DUNSEITH, Regina F., Boone Pickens School of Geology, Oklahoma State University, 105 NRC, Stillwater, OK 74078, GREGG, Jay M., Boone Pickens School of Geology, Oklahoma State University, 105 Noble Research Center, Stillwater, OK 74078-3031 and GRAMMER, G. Michael, Boone Pickens School of Geology, Oklahoma State University, Noble Research Center, Stillwater, OK 74078

Fault-fracture oil fields in the Trenton and Black River formations (TBR) constitute important petroleum reservoirs in the southern Michigan Basin and are the type example for “hydrothermal” petroleum reservoirs world-wide. The fields are structurally related and controlled by SE to NW trending fault systems. They include the Albion, Napoleon, Northville, Scipio, Stony Point, and several smaller fields. These oil fields share many characteristics in common with Mississippi Valley-type mineral deposits including dolomitized breccias, coarse crystalline carbonate cements, and sulfide mineralization.

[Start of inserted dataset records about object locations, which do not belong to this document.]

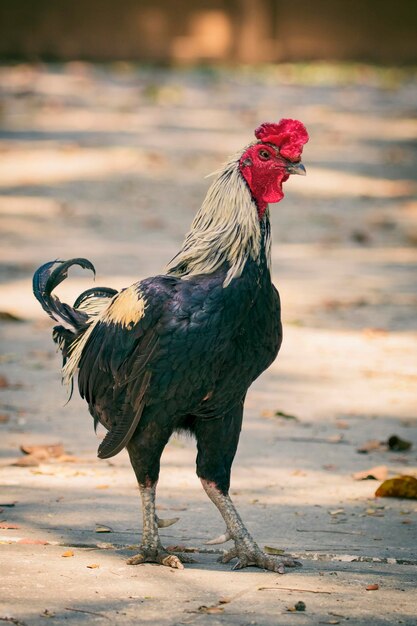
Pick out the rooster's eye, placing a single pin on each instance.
(264, 155)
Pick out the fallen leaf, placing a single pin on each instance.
(334, 439)
(298, 472)
(371, 445)
(6, 526)
(44, 451)
(396, 444)
(103, 529)
(337, 512)
(271, 550)
(379, 472)
(26, 461)
(298, 606)
(67, 458)
(210, 610)
(398, 487)
(286, 416)
(68, 553)
(374, 512)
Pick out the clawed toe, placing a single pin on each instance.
(257, 558)
(158, 555)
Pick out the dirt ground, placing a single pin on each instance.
(109, 163)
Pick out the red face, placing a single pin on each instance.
(268, 164)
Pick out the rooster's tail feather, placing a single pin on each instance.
(46, 279)
(73, 320)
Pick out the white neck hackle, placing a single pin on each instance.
(225, 229)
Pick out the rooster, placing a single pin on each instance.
(178, 351)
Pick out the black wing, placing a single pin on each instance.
(158, 342)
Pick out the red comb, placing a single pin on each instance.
(288, 135)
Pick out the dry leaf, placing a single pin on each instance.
(26, 461)
(271, 550)
(298, 606)
(396, 444)
(337, 512)
(6, 526)
(286, 416)
(370, 446)
(67, 553)
(379, 472)
(210, 610)
(335, 439)
(44, 451)
(398, 487)
(103, 529)
(4, 383)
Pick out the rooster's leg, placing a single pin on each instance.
(217, 441)
(151, 549)
(246, 550)
(145, 449)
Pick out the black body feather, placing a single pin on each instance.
(185, 363)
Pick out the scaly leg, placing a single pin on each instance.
(145, 450)
(246, 550)
(151, 549)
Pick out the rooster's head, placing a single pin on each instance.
(268, 163)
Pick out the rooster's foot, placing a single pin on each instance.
(150, 554)
(254, 557)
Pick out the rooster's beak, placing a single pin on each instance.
(296, 168)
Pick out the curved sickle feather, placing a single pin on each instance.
(119, 436)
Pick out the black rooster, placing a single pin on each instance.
(178, 351)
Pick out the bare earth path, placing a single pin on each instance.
(109, 164)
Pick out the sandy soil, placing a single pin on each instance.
(109, 164)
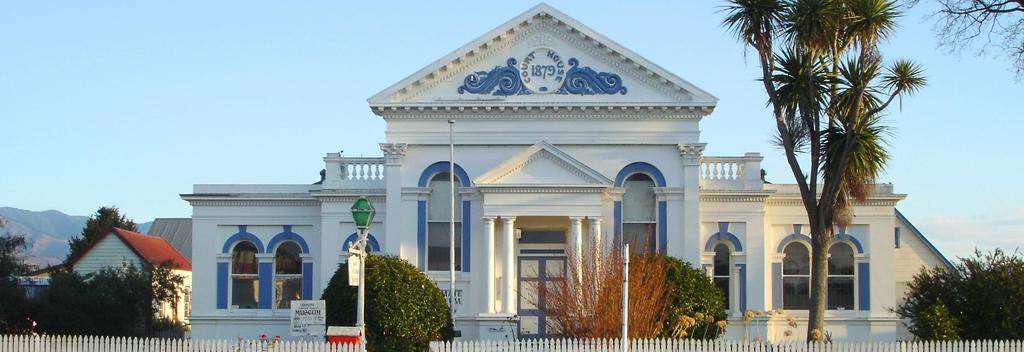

Fluid inclusion homogenization temperatures (Th) (79ºC to 258ºC) for carbonate cements from six oil fields and one unproductive well indicate two fluid end members: a warm fluid (<180ºC) and a hot fluid (>180ºC). Decreasing average Th values distal from the Proterozoic Mid-Michigan Rift in southeastern Michigan suggest that the hot fluids emanated from the rift area in the underlying basement. Fluids are saline (16.1 to 49.4 wt. % NaCl equivalent) and likely ultimately sourced from Salina Group (Silurian) evaporites. Eutectic temperatures (Te) (-50ºC to -112ºC) suggest a complex Na-Ca-KCl brine.

Strontium isotope values of carbonate cements (0.7086 to 0.7110) are consistent with two fluid sources: Proterozoic basement and late Silurian evaporites. Carbonate cements are depleted with respect to δ18O (-6.59 to -12.46‰VPDB) and somewhat depleted with respect to δ13C (-1.22 to +1.18‰VPDB). Equilibrium calculations from δ18O and Th values indicate cement-precipitating waters were highly evolved (+1.3 to +14.4‰ δ18OVSMOW) compared to Middle Ordovician and Late Silurian seawaters (-7.5‰ to -5.5‰ and -6.5‰ to ‑3.5‰ δ18OVSMOW respectively).

Hydrothermal fluids in TBR oil fields likely have similar sources and timing. However, cathodoluminescence cement stratigraphies indicate that water-rock interactions along fault pathways modified source waters, giving each oil field a unique petrographic and geochemical signature. Reactivation of basement faulting and fluid movement in TBR oil fields likely occurred during Silurian-Devonian tectonism.